Silence de mort. J'ai l'impression d'avoir dit une connerie. Zack me fait signe de le suivre alors je ne me fais pas prier et le suis à l'extérieur de la pièce. Il n'arrête pas de se triturer les doigts à cause de la nervosité ce qui me rend anxieux. J'ai vraiment l'impression d'avoir dit de la merde alors que je ne suis pas fou, elle a juste une jambe cassée, ça arrive à tout le monde. La seule explication que je trouve pour justifier la réaction de sa famille, c'est que ça veut dire adieu à sa carrière de danseuse. Mais ce n'est pas nouveau, non ? C'était déjà évident hier ou avant-hier qu'elle ne pourrait plus danser ? Pourquoi en faire un drame à la Shakespeare ?

- Nate... commence Zack avec hésitation.

Sa peau noire brille sous la lampe au-dessus de nos têtes comme si ce qu'il s'apprêtait à me dire était au-dessus de ses forces. Étonnant pour un grand gaillard comme lui.

- Personne ne voulait te dire parce que c'est une sorte de secret de famille.

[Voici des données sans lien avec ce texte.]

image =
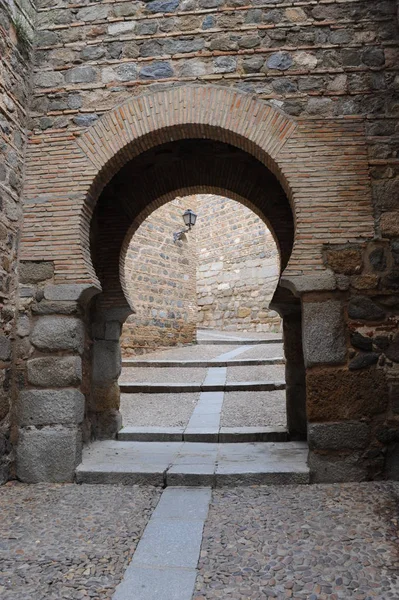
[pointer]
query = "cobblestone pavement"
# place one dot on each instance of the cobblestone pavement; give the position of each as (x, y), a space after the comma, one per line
(320, 542)
(68, 541)
(254, 409)
(157, 410)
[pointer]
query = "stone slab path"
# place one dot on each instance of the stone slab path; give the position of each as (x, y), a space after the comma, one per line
(320, 542)
(165, 562)
(151, 397)
(191, 463)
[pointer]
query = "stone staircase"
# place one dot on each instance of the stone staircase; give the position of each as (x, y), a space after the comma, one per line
(202, 452)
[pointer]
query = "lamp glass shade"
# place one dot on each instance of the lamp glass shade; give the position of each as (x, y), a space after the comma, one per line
(189, 218)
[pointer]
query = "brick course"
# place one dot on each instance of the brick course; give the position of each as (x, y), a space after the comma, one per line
(15, 66)
(289, 108)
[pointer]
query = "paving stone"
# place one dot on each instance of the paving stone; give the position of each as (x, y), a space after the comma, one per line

Et ce n'était pas mon rôle de te tenir au courant de base, sache-le. Elle s'est cassée la jambe par deux fois parce que son os est fragilisé. Ce n'est pas le seul de son corps mais c'est lui le pire. Les médecins viennent de la prendre en charge pour une opération mais il y a eu des complications.

- Je ne comprends pas Zack, viens-en aux faits.

- Violet a un cancer, Nate. Un cancer des os qui s'est déclaré quand elle s'est cassée la jambe.

J'ai l'impression de rêver. Les mots qu'il me balance rentrent par une oreille mais ressortent par l'autre immédiatement, comme si mon cerveau ne voulait pas comprendre ce qu'il me disait.

Cancer. C'est grave, non ? Je n'en sais rien en fait.

- Elle devait commencer la chimiothérapie demain pour réduire la tumeur et ainsi se faire opérer. Sauf qu'il y en a dans ses poumons et on ne sait pas encore trop comment ça va évoluer.

Tumeur. Poumons. Chimiothérapie.

- Sauf qu'en tombant, elle a réussi à se faire bien, très bien même, mal. Enfin, je sais pas ils ne savent pas encore ce que ça va donner, s'ils vont enlever un bout de la tumeur en même temps ou j'en sais rien.

Violet a un cancer. Violet a un cancer.

Elle a un cancer.

C'est le seul mot qui revient en boucle dans mon esprit.

Cancer.

- On doit attendre maintenant, jusqu'à qu'ils nous disent ce qu'il en est. Mais sache qu'il y a une possibilité et c'est ça qui nous met tous dans un état second. En fait...

Zack commence à m'expliquer mais mon cerveau décroche. J'essaye de l'écouter avec attention, mais quand je comprends enfin ce qu'il me baragouine, mon cœur est à deux doigts de m'abandonner.